News is Where the News Is
There’s a slow but steady trend at TV stations across the country to produce more local news. At least three TV stations recently announced adding a collective 10 hours a week. Several more stations added news in the last year.
Investment in high-definition news production gear may be one impetus. The ROI of local news could be better than syndicated programming; that could be another. Stations don’t say why they’re adding news, other than the usual gobbledygook about serving viewers.
Another thing that goes conveniently unmentioned is the impact on personnel. The Pew Center reported earlier this year that TV newsroom staff numbers had fallen by around 1,600 people since 2008.
It’s easy to watch local news and wonder at its occasional inanity. Several Midwestern stations were ridiculed last spring for featuring a guy posing as a yo-yo champ. In the ensuing down-dressing, it was not unusual to see inquiries about station fact checkers, a species cut from the operational expense column when Sumner Redstone was still in knee breeches.
The reality is, fewer people are being asked to do more and more work for no more pay. The quality of that work is bound to be affected, though there seems to prevail an executive-level assumption that audiences won’t notice. As if consumers of news won’t pick up on cut corners. That they’ll completely buy into the marketspeak about being served.
Nothing could be further from the truth.
Anyone working on or near the front line of news knows the audience is armed with razors. They notice every little detail that’s out of place, absurd, incorrect, repeated, somewhat unremarkable and everything in between. Such people clearly have more time and resources than, say, those who booked amazing yo-yo guy. But that doesn’t matter.

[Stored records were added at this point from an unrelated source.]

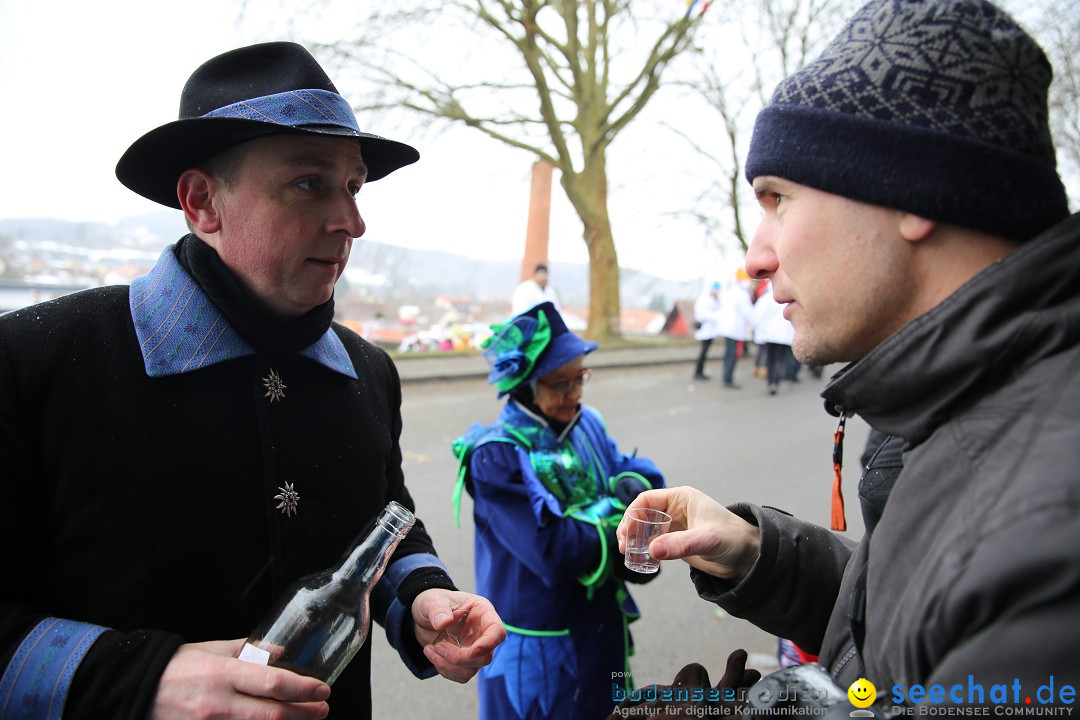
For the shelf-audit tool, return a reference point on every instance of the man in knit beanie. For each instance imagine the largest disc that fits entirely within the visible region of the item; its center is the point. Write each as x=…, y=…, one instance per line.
x=915, y=227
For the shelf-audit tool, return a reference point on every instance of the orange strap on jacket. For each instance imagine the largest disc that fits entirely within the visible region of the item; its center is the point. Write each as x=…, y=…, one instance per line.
x=838, y=520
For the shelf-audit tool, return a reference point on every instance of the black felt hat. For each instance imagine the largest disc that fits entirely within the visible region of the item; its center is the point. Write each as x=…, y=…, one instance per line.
x=243, y=94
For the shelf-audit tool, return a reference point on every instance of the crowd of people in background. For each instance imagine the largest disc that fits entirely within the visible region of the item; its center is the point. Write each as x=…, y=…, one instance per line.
x=744, y=314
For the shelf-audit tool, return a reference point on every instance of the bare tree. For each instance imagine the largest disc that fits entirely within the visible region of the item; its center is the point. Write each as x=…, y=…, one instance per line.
x=1056, y=26
x=770, y=39
x=571, y=76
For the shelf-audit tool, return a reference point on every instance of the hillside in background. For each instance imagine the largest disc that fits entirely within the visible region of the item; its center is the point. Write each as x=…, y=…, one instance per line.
x=89, y=254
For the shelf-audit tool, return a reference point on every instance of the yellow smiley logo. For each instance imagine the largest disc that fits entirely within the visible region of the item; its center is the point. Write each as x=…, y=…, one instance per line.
x=862, y=693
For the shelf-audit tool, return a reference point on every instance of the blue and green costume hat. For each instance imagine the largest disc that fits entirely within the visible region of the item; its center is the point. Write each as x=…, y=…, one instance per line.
x=530, y=345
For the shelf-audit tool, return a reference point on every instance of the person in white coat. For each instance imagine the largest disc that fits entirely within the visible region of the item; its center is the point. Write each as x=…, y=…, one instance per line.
x=734, y=323
x=706, y=315
x=532, y=291
x=777, y=333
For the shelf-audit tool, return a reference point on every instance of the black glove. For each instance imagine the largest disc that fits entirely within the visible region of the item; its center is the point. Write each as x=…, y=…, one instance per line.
x=690, y=692
x=628, y=487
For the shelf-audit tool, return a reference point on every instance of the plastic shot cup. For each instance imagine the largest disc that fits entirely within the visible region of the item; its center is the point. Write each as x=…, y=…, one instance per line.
x=643, y=526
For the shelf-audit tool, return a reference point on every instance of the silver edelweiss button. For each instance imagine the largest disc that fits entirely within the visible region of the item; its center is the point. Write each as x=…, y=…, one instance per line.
x=289, y=499
x=275, y=389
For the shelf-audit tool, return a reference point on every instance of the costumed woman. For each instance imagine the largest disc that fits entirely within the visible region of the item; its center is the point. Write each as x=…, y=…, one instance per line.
x=549, y=487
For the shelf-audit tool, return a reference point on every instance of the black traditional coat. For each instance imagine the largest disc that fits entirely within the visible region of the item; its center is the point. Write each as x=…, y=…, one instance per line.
x=144, y=446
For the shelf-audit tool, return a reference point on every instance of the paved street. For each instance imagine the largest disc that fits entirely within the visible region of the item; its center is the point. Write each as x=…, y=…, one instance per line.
x=734, y=445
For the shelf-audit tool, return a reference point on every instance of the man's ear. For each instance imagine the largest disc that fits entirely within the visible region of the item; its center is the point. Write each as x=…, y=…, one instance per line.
x=196, y=190
x=916, y=229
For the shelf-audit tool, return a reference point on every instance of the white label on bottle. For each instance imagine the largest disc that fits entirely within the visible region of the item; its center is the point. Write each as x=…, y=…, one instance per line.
x=253, y=654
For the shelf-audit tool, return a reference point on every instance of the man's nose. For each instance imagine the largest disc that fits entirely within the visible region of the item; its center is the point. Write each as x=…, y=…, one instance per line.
x=760, y=256
x=346, y=216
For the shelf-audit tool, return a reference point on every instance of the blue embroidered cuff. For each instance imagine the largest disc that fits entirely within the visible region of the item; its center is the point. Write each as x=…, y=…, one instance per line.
x=396, y=617
x=39, y=676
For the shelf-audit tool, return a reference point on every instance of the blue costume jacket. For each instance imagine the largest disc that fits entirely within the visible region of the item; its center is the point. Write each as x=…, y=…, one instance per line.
x=541, y=503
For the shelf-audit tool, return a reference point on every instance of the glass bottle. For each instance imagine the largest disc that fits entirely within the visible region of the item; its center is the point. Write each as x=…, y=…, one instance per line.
x=323, y=619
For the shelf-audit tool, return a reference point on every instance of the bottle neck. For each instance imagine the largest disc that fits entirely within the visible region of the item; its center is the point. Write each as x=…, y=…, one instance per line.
x=367, y=560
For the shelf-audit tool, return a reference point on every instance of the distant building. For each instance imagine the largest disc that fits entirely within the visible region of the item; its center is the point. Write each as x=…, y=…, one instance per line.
x=679, y=322
x=15, y=295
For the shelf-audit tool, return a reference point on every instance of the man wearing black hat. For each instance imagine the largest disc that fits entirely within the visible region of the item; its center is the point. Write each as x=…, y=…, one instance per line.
x=177, y=452
x=915, y=226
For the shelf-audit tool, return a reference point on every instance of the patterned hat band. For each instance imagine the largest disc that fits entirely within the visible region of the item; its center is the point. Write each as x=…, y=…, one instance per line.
x=956, y=180
x=936, y=108
x=294, y=109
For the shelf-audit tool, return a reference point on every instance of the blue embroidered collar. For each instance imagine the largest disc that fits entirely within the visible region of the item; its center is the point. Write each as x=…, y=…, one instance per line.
x=180, y=330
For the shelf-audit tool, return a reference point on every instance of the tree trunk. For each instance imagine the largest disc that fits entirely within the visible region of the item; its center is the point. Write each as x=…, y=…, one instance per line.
x=588, y=193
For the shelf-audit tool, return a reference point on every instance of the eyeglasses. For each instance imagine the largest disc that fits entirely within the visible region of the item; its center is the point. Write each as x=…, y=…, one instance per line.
x=568, y=386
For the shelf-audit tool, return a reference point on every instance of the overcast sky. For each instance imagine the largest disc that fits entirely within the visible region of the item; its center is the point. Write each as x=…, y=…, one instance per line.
x=81, y=81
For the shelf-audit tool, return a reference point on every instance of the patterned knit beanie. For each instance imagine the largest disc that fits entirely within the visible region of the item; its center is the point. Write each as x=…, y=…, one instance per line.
x=933, y=107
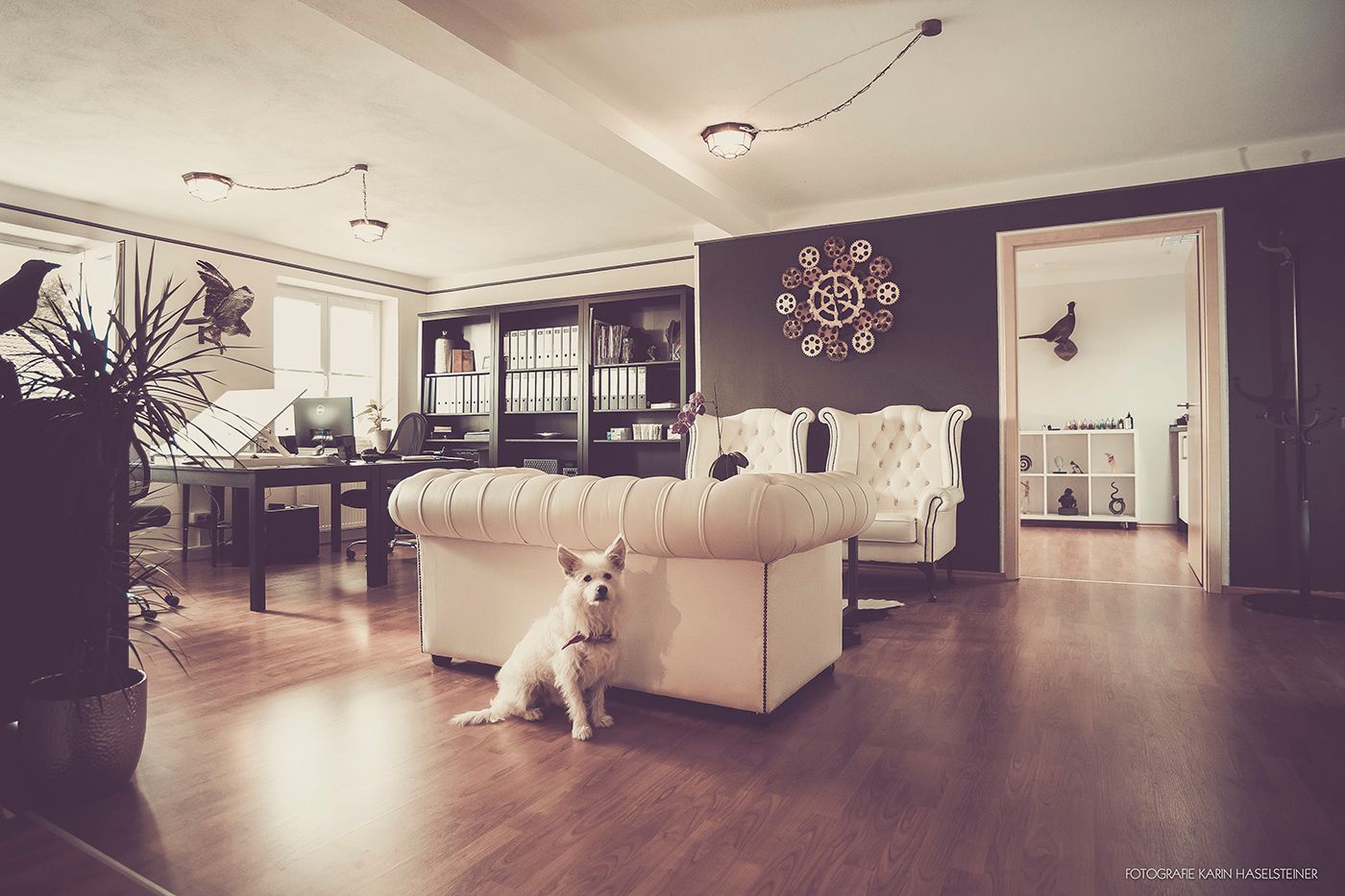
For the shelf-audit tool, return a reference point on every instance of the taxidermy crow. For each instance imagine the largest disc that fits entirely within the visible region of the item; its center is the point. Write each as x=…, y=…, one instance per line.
x=19, y=294
x=225, y=307
x=1059, y=334
x=17, y=304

The paucity of resources and the ever-increasing workloads of TV reporters does not matter a whit to the audience. They expect—and deserve—reliable information. Each and every one of them adds up to the rating points held forth in great servility to advertisers.

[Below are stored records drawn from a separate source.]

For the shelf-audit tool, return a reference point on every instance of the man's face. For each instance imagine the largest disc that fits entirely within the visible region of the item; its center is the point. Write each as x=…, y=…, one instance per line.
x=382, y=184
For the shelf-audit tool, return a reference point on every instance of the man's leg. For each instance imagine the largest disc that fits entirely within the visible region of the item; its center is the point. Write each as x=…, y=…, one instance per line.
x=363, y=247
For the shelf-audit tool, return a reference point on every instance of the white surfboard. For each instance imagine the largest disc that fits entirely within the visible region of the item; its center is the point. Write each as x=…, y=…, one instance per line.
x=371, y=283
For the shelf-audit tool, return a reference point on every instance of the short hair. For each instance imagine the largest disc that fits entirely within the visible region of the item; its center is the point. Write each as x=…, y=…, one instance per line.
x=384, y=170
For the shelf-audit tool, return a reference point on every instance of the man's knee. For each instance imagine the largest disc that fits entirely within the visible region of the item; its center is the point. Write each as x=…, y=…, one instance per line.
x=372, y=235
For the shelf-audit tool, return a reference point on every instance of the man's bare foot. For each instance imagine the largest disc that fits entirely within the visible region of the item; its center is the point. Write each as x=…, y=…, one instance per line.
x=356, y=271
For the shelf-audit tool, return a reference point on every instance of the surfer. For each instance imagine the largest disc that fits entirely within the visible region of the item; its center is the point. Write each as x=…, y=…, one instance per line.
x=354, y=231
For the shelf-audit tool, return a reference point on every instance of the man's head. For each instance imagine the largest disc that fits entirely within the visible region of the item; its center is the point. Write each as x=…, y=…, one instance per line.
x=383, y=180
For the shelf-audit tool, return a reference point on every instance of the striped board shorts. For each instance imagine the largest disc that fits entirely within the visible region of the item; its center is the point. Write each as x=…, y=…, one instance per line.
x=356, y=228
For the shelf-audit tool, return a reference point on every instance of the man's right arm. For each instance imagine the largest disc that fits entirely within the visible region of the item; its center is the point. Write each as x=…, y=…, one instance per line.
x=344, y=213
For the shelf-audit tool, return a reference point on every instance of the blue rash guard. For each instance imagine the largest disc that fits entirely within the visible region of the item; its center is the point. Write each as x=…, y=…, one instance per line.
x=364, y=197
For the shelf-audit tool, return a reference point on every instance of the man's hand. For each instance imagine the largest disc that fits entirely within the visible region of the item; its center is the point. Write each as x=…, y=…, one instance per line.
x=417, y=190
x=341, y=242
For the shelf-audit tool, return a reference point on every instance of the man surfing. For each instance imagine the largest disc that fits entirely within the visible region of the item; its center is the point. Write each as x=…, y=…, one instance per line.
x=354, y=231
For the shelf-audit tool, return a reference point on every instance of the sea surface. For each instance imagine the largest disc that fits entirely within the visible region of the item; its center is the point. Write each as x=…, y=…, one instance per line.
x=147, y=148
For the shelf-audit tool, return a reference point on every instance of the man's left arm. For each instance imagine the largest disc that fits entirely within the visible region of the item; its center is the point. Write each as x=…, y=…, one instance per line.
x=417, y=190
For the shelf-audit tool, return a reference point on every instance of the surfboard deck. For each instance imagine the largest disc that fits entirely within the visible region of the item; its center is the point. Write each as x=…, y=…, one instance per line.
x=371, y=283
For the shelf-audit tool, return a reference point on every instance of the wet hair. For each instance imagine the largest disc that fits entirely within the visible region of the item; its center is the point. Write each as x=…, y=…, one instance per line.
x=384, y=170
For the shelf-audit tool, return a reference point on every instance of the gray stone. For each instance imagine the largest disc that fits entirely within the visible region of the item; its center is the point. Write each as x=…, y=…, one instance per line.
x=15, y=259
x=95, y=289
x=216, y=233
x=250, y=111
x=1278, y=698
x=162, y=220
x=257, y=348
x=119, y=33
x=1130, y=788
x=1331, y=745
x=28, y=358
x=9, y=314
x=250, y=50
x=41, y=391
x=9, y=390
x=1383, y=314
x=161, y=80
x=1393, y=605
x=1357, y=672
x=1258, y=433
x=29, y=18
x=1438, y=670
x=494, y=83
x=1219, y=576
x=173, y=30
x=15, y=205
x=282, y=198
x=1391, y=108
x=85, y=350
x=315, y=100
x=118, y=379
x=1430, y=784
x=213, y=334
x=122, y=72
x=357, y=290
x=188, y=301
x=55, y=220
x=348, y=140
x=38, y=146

The biggest untold news story might very well be the state of news itself. People in TV news are commonly perceived to be making money hand over fist. The majority, however, are getting paid just about enough to maintain a 16-foot Airstream on blocks.
It’s no wonder that when Mike James and Mona Scott launched News Blues in 1998, it quickly went viral, before there was such a thing online. News Blues was a sort of early social network for TV news employees. It was getting 5,000 hits an hour within two months of launching, much of it in the form of spleen-venting.
“The overwhelming response, the open floodgate of anger, speaks volumes to the pent-up frustration and hostility within the industry,” James told the Online Journalism Review.
Ironically, the industry charged with upholding free speech went after James and Scott with cease-and-desist orders. The pair responded by taking the site mainstream and pay-walling it. It would be interesting to see what would turn up if News Blues were launched today, though sadly and likely, it would be more of the same. Much more.